The Eurozone economy contracted by a worse-than-expected 2.5 percent during the first quarter, its deepest slump on record since 1995. Dragged down by German output, Europe has blundered deeper into recession than the United States.
AFP - The 16-nation eurozone contracted a record 2.5 percent in the first quarter as Europe lurched deeper into recession than the United states, an official EU estimate showed on Friday.
The eurozone suffered its deepest slump on records going back to 1995 in the first quarter as the economy shrank 4.6 percent over one year, according to the Eurostat data agency in a first estimate.
Even though the downturn first emerged across the Atlantic, the downturn in Europe proved to be even more dramatic than in the United States, where the economy shrank 1.6 percent over one quarter and 2.6 percent over one year.
The eurozone slump was much worse than expected, with economists forecasting a contraction of 2.2 percent over one quarter and 4.1 percent over one year.
It also marked a dramatic turn for the worse at the start of the year after the eurozone economy contracted 1.6 percent over one quarter in the final three months of 2008 and 4.4 percent over one year.
The broader 27-nation European Union was not spared the pain of a deep downturn with its combined economy shrinking a record 2.5 percent and 4.4 percent over one year.
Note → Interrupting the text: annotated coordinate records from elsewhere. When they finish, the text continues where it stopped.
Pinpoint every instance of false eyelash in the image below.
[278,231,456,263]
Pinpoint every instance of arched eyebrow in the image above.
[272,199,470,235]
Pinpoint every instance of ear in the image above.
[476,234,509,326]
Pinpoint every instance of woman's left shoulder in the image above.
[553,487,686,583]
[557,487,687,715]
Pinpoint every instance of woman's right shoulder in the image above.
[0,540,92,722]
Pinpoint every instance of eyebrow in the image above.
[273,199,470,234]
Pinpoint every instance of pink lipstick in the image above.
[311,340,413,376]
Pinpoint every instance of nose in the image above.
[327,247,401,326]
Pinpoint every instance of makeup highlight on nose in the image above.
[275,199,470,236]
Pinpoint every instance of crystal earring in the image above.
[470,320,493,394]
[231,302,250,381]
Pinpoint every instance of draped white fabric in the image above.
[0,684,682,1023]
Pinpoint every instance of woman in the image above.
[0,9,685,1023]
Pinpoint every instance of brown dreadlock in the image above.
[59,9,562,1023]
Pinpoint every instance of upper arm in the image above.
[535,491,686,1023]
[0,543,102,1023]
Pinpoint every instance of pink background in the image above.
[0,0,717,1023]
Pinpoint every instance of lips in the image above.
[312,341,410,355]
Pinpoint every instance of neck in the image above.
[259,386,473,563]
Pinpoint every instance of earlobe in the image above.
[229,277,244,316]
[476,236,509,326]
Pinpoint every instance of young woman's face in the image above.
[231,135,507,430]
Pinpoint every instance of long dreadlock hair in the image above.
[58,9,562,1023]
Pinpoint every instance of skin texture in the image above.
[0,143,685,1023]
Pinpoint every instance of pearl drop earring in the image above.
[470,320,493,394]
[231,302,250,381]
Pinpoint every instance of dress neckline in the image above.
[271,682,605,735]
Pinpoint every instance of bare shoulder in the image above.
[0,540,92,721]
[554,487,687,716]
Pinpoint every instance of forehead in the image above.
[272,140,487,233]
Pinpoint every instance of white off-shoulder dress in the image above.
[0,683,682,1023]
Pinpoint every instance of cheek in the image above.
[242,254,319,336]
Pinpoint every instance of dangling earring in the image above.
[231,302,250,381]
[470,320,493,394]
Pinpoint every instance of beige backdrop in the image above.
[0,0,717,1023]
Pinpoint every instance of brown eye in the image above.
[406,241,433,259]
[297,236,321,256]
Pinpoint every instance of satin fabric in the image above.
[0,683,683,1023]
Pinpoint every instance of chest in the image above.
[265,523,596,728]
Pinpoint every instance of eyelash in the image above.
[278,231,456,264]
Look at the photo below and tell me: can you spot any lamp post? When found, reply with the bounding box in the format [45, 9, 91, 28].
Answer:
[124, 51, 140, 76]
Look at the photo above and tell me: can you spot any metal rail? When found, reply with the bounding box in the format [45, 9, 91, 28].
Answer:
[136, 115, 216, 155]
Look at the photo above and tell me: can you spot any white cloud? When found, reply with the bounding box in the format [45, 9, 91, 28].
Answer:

Germany led the way deeper into recession as Europe's biggest economy shrank a stunning 3.8 percent and 6.9 percent over one year in a sharp deterioration.
However, Italy was not far behind with its economy contracting 2.4 percent and 5.9 percent over one year while the French economy officially entered recession as it shrank 1.2 percent and 3.2 percent over one year.
"At least though, this should mark the nadir in the eurozone's recession as there are mounting signs that the rate of contraction is now moderating," IHS Global Insight economist Howard Archer said.
"Nevertheless, we suspect that actual growth remains some way away with the result that eurozone GDP (gross domestic product) could well contract by as much as 4.5 percent this year," he added.